The Centre told the court through senior advocate T S Doabia that a strike by doctors was impermissible. Petitioner’s counsel senior advocate M N Krishnamani said the strike breached the Hippocratic oath, which is a promise by healthcare professionals to practice medicine ethically and honestly.

The NGO had filed the PIL through advocate Rabin Majumder last week and it came up for hearing on Friday. But the matter could not be taken up on Friday as one of the judges on the bench recused citing personal reasons.

The petitioner said the strike violated several provisions of the code of ethics and regulations framed by the Medical Council of India, which included maintaining good medical practice, obligation to sick and promise not to neglect the patient.
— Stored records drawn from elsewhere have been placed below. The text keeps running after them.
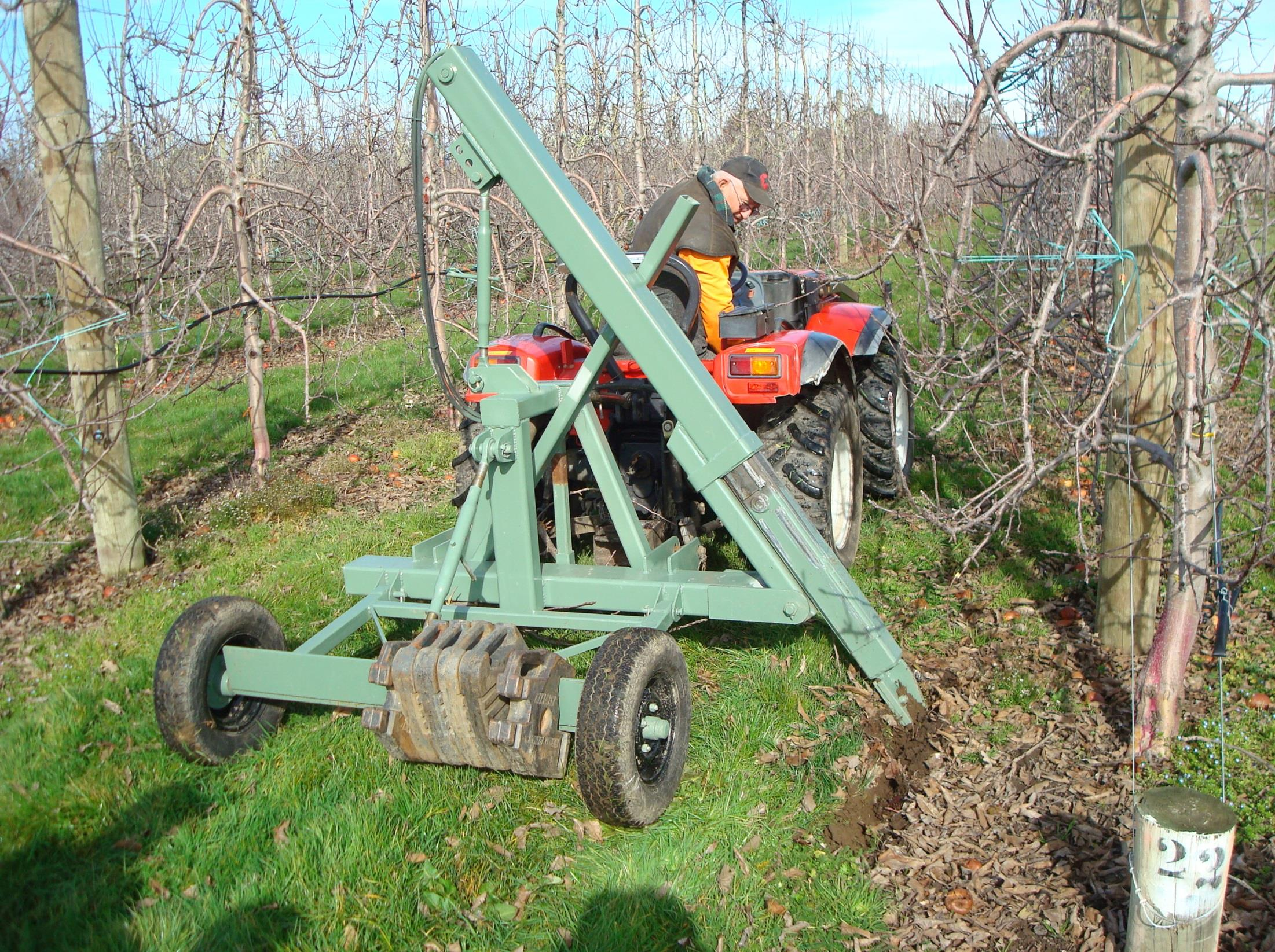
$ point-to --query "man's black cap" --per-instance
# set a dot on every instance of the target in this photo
(755, 178)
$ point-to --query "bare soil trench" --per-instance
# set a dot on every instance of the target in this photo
(1020, 844)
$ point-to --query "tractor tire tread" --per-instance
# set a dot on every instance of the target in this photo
(878, 379)
(801, 435)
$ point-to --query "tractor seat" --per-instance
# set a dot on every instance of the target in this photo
(676, 287)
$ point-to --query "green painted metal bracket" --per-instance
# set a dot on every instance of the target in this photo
(309, 678)
(345, 625)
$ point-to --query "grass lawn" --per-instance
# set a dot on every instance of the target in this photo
(318, 840)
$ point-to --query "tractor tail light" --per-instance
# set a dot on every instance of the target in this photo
(753, 366)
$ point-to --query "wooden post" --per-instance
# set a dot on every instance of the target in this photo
(1143, 219)
(1182, 843)
(65, 143)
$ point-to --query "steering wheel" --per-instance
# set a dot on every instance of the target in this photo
(542, 329)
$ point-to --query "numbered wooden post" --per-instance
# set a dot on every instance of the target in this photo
(1182, 843)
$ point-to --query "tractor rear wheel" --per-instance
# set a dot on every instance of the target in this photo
(196, 718)
(629, 770)
(815, 443)
(885, 420)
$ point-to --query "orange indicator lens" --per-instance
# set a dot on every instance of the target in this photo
(753, 366)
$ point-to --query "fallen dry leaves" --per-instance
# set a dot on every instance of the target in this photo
(1024, 844)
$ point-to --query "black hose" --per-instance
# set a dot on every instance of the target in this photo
(449, 388)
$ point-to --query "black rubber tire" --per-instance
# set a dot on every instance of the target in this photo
(464, 469)
(800, 440)
(882, 384)
(621, 785)
(189, 726)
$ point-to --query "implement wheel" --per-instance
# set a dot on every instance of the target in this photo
(196, 718)
(815, 443)
(634, 727)
(885, 420)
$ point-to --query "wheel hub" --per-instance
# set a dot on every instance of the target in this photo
(651, 751)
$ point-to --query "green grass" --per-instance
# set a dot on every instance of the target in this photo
(318, 840)
(207, 429)
(102, 818)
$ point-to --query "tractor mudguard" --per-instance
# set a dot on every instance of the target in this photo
(859, 326)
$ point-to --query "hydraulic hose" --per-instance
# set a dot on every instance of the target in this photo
(449, 388)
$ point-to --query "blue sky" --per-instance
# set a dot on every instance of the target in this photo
(912, 34)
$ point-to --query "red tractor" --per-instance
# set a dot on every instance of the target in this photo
(819, 377)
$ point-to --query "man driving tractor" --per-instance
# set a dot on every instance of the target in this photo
(709, 248)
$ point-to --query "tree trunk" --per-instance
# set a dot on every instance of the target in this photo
(241, 227)
(560, 79)
(60, 115)
(1194, 494)
(697, 111)
(433, 166)
(134, 185)
(639, 106)
(743, 84)
(1143, 211)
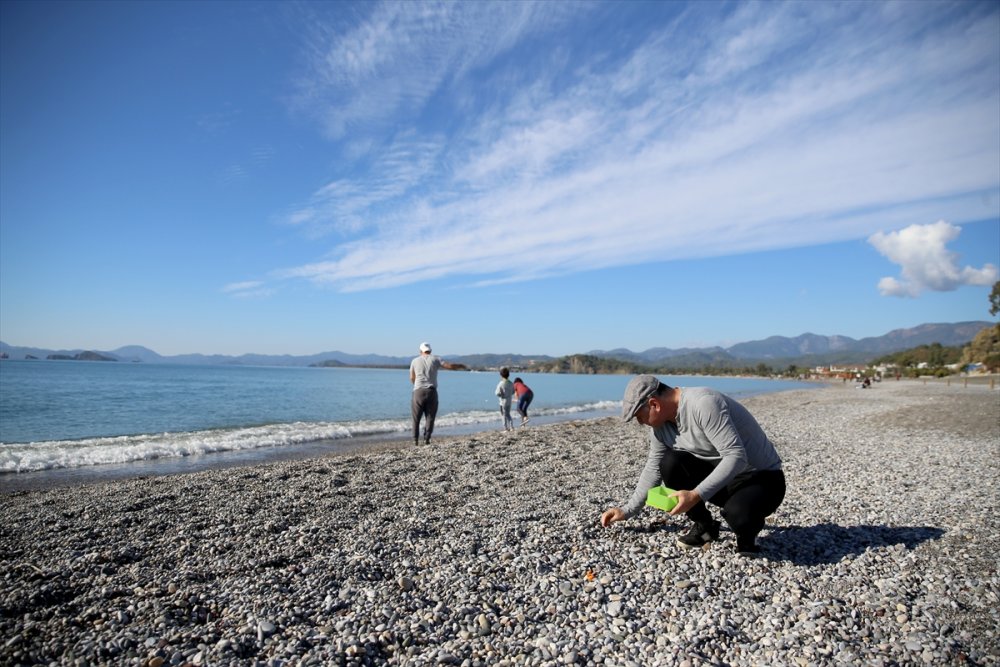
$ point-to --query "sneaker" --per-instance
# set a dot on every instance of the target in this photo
(699, 535)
The IMA had called the strike protesting against introduction of the National Commission for Human Resources in Health (NCHRH) Bill, 2011, implementation of Clinical Establishment Act warranting certain standards for clinics run in small localities and demanding complete revamp of the health regulator, Medical Council of India.

The IMA claims that NCHRH bill would render elected regulatory bodies like MCI, Dental Council of India, Pharmacist Council and Nursing Council redundant, allowing concentration of unhindered regulatory powers in the government as its nominees would invariably form a majority in the proposed health commission.